Klassische Online-Dienste bevorzugt

Heute greifen die Kunden auch mobil vor allem auf klassische Dienste zu, die wenig Verbindungszeit und Datenvolumen kosten: E-Mail (54 Prozent), Nachrichten aus Politik, Wirtschaft, Sport und Gesellschaft (44 Prozent) sowie Wetterinformationen (32 Prozent). Dabei geht jeder dritte befragte Kunde höchstens in Ausnahmefällen mobil ins Internet (36 Prozent).

Online-Unterhaltungs- und Web 2.0-Angebote fristen noch ein Schattendasein auf dem Mobiltelefon. Nur 13 Prozent der Nutzer laden per Handy Musik aus dem Netz, neun Prozent laden Videos und besuchen außerdem soziale Netzwerkplattformen wie Facebook und StudiVZ. Ausnahme: die jungen Kunden. Jeder vierte 14- bis 19-Jährige nutzt Musik- und Videodownloads sowie Social Networks.

Handy-TV wird es den Umfrage-Ergebnissen nach schwer haben: Nur 17 Prozent der Befragten würden es nutzen. Dr. Nikolaus Mohr: "Handy-TV wird kommen, aber wohl nur als Nischenanwendung."

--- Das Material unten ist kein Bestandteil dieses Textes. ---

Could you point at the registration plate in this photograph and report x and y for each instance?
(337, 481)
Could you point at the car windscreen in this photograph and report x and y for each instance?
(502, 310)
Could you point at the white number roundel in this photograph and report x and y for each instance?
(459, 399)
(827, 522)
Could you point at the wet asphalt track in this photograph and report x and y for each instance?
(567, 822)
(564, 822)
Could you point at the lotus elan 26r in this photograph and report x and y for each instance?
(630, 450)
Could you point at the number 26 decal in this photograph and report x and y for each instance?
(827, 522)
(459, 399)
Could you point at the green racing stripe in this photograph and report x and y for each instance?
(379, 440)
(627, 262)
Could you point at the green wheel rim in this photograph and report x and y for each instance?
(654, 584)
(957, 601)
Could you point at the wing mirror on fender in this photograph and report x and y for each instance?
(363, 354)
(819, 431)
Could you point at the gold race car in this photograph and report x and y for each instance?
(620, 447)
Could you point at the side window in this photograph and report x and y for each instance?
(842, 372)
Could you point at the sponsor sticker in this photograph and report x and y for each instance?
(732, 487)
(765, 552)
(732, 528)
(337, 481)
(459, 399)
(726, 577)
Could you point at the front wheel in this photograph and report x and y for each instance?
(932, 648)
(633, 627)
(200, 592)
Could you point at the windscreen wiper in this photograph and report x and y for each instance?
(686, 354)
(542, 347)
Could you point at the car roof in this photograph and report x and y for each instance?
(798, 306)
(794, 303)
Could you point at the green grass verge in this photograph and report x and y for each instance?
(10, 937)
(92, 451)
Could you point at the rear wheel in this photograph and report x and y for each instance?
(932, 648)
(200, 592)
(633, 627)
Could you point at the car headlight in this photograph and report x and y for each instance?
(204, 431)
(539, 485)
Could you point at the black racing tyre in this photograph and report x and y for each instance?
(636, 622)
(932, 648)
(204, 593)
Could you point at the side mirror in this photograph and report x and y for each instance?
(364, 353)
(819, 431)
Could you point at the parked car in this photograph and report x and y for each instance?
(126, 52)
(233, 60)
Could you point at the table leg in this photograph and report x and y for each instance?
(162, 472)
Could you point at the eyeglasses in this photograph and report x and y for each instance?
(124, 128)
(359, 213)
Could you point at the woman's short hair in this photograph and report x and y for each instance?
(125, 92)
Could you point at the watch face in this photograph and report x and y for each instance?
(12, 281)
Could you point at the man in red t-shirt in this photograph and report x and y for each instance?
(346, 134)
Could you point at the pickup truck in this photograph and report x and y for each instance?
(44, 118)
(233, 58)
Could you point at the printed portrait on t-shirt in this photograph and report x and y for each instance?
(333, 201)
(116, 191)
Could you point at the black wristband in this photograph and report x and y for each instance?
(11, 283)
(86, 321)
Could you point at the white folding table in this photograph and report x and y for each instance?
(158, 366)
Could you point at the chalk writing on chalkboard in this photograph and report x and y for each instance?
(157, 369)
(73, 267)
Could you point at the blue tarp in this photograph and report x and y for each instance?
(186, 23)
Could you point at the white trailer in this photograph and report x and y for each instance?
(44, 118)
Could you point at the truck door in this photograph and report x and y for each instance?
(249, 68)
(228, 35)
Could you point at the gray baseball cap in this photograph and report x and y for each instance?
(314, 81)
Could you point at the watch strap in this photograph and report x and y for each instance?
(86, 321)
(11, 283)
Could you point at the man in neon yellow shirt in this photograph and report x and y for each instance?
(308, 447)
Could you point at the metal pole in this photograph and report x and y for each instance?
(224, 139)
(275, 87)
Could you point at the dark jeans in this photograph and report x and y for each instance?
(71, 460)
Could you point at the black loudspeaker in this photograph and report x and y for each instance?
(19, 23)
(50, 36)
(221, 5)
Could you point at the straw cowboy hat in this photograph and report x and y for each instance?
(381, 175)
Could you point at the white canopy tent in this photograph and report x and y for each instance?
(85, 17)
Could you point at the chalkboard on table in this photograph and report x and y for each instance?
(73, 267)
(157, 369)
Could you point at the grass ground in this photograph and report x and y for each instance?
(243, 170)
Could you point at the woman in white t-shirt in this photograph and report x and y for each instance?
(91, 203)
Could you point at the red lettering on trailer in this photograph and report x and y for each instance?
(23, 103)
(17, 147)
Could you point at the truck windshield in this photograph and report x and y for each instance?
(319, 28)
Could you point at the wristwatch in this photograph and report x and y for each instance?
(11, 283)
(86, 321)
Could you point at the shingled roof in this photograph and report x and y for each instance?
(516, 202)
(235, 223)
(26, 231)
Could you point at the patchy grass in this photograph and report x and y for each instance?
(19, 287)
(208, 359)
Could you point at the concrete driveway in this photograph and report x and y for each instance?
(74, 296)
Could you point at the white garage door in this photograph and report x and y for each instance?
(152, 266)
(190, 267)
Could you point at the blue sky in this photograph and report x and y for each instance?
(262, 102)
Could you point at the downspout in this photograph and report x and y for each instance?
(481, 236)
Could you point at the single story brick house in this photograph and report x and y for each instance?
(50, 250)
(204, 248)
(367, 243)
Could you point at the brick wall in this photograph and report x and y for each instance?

"Die Mobil-Karte richtig ausspielen"

Dr. Nikolaus Mohr rät Anbietern von Internet-Diensten für das Handy, die Mobil-Karte besser auszuspielen. Navigationsdienste und auf den Aufenthaltsort des Nutzers zugeschnittene Dienste (sog. Location Based Services) zum Beispiel stoßen auf Interesse: 70 Prozent aller befragten Internetnutzer würden ihr Handy auch als Navigationsgerät verwenden. Für 42 Prozent wäre es ein Mehrwert, wenn es ihnen anzeigte, wo unterwegs interessante Geschäfte, Gaststätten oder Veranstaltungen zu finden sind. Mobile Bezahldienste finden ebenfalls Anklang: 35 Prozent der Befragten würden ihr Mobiltelefon wie eine Geld- oder Kreditkarte nutzen und jeder vierte würde Online-Banking per Handy betreiben (24 Prozent).

Viele Unternehmen hätten die Zeichen der Zeit erkannt, wie Apple mit dem iPhone 3G: UMTS und GPS seien wichtige Voraussetzungen, um sinnvoll Unterhaltungs- und auf den Aufenthaltsort zugeschnittene Dienste anbieten zu können. Google senke mit der offenen Entwicklungsplattform Android die Barrieren, um neue mobile Internet-Dienste entwickeln zu lassen. Dies werde dem Markt eine hohe Dynamik geben.

Über die Studie

Befragt wurden 2.043 Personen eines repräsentativen Online-Panels des Marktforschungsinstituts Forsa in Deutschland.